[Scientists use machine learning to predict diversity of tree species in forests]
A collaborative team of researchers led by Ben Weinstein of the University of Florida, Oregon, US, utilized machine learning techniques to create detailed maps of over 100 million trees from 24 different sites across the United States. Their study, published in PLOS Biology on July 16, highlights the significance of these maps in enhancing conservation efforts and ecological projects.
In the past, ecologists have relied on manual surveys of small land plots to understand forest ecosystems. However, this approach lacks the ability to capture the true variability of entire forests. Other methods, while covering larger areas, struggle with accurate categorization of individual trees.
To address this challenge, researchers trained a deep neural network using images of the tree canopy and other sensor data captured from planes. This training set included data from 40,000 individual trees sourced from the National Ecological Observatory Network.
The deep neural network demonstrated an impressive classification accuracy of 75 to 85% for common tree species. Furthermore, the algorithm could identify vital information such as whether a tree is alive or dead.
Interestingly, the network performed exceptionally well in areas with less dense tree canopy, excelling in categorizing conifer species like pines, cedars, and redwoods. It also showed greater accuracy in regions with lower species diversity.

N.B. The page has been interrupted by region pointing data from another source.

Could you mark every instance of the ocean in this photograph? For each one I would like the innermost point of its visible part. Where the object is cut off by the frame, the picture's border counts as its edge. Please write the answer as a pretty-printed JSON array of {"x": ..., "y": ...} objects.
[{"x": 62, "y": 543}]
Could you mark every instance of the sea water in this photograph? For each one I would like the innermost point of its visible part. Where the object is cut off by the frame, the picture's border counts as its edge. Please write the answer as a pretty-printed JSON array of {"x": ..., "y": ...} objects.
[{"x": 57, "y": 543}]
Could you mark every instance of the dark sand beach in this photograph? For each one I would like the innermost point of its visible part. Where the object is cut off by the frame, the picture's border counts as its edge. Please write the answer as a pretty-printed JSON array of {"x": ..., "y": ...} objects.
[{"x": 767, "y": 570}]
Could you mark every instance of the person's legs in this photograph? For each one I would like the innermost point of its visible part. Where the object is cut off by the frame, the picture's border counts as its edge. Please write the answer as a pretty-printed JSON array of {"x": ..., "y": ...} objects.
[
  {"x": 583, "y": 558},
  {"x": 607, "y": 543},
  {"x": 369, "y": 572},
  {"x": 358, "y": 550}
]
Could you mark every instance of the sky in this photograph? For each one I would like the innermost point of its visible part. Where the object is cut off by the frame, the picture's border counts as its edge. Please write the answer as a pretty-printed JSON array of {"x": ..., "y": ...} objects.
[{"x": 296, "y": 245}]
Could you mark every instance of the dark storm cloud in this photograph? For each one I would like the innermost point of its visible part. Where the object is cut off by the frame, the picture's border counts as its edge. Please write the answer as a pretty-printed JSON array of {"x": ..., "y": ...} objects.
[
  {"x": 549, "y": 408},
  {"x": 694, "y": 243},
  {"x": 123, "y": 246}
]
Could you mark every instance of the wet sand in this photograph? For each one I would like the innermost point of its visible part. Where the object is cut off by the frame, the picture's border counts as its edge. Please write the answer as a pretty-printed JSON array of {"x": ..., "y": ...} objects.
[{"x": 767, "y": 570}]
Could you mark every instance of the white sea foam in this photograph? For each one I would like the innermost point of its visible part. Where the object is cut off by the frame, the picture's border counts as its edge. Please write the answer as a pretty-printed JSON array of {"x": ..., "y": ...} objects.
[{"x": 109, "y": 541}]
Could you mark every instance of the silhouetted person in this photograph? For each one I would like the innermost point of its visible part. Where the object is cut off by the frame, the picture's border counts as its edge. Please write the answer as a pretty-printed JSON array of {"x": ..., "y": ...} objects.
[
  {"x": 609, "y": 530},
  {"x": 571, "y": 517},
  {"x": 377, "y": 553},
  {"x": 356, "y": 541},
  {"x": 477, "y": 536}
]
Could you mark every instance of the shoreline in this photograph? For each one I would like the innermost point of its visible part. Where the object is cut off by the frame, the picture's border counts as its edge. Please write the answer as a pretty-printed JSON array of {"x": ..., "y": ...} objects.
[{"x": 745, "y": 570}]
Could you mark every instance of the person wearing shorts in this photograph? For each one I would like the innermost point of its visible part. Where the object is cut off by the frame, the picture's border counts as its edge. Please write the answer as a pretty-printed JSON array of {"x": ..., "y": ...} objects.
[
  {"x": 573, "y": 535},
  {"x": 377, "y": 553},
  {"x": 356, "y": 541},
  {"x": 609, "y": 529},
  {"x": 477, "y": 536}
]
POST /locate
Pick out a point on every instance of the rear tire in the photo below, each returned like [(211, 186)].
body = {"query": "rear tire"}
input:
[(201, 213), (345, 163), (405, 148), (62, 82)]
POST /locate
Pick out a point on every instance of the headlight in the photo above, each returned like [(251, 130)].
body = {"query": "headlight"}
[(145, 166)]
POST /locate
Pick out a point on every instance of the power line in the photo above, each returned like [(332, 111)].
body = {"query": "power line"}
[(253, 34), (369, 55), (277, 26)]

Researchers have made their model predictions available on Google Earth Engine to support further ecological research endeavors. By sharing their findings, they aim to contribute to a deeper understanding of forest ecology and ecosystem dynamics.
Our objective is to offer researchers comprehensive maps of tree species diversity in various ecosystems across the US. These canopy tree maps can be regularly updated with new data, enabling continuous improvement in predictions, the authors stated.
This groundbreaking research showcases the profound potential of machine learning algorithms in revolutionizing forest monitoring and conservation practices. By harnessing the power of technology, scientists are paving the way for more effective and sustainable resource management strategies.